Ten leading LLMs were evaluated using the MCP-RADAR benchmark, leveraging the OpenRouter API for standardized interfacing. Models were provided with detailed system prompts and tasked with solving problems using a suite of MCP tools within a maximum of 10 dialog rounds. The focus was on assessing both the accuracy of tool use and computational efficiency, with a detailed comparison of performance metrics across models.

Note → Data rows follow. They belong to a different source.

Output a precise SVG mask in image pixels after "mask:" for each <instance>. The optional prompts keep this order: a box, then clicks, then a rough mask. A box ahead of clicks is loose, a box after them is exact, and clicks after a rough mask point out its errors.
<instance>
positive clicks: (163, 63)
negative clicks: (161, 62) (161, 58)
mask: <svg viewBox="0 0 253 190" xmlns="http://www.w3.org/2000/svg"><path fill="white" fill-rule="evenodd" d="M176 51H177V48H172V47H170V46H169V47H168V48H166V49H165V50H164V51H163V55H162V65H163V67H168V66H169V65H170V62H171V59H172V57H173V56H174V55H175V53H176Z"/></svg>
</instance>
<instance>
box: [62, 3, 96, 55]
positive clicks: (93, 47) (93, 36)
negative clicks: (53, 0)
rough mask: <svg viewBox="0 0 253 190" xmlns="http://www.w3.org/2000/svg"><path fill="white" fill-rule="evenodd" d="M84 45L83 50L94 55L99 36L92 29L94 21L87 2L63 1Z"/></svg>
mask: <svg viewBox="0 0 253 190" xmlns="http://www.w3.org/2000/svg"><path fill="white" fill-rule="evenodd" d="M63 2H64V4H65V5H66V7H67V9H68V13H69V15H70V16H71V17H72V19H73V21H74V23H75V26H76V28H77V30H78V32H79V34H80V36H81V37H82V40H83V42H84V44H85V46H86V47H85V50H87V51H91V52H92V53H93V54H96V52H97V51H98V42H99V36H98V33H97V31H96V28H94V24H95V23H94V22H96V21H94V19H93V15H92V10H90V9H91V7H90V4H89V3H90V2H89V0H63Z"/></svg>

Figure 3: Model performance comparison across tasks; longer edges indicate superior performance.

Results

The evaluation revealed a recurring capability gap where models frequently chose semantically plausible but functionally incorrect tools, indicating a superficial understanding of task requirements. Closed-source models generally exhibited superior performance, especially in mathematical reasoning tasks, although open-source models showed competitive accuracy at the cost of higher computational resource consumption. The holistic radar chart analysis highlights trade-offs between accuracy and efficiency, identifying Gemini-2.5-Pro as a standout performer among closed-source models, while Qwen demonstrated balanced performance among open-source models.

Error Analysis

The study identifies three primary error categories: Tool-Use Errors, Reasoning Errors, and Information Synthesis Errors. Tool-Use Errors involve direct invocation failures, while Reasoning Errors reflect high-level planning lapses. Information Synthesis Errors pertain to processing and handling tool outputs effectively. These failures indicate core challenges in current LLM architectures, suggesting directions for future enhancements.

Figure 4: Error distribution by task type, illustrating common failure modes.

Implications and Future Work

This research provides actionable insights for improving LLM development and MCP tool design. Enhancements in proactive tool invocation and decompositional reasoning are critical for advancing LLM capabilities. Tool developers are encouraged to optimize tool descriptions and design atomic tools to facilitate improved model performance. Further exploration into addressing error modes and enhancing reasoning capacities in LLMs will be vital for their evolution within the MCP framework.

Conclusion

The MCP-RADAR benchmark represents a substantial advancement in evaluating LLMs' tool use capabilities, offering a robust framework applicable to the broader LLM ecosystem. The study establishes a standardized methodology that aids AI developers and researchers in assessing and evolving LLMs as dynamic reasoning agents. The continued refinement of MCP protocols and tools, alongside advancements in LLM architectures, will forge pathways for more sophisticated and reliable AI systems.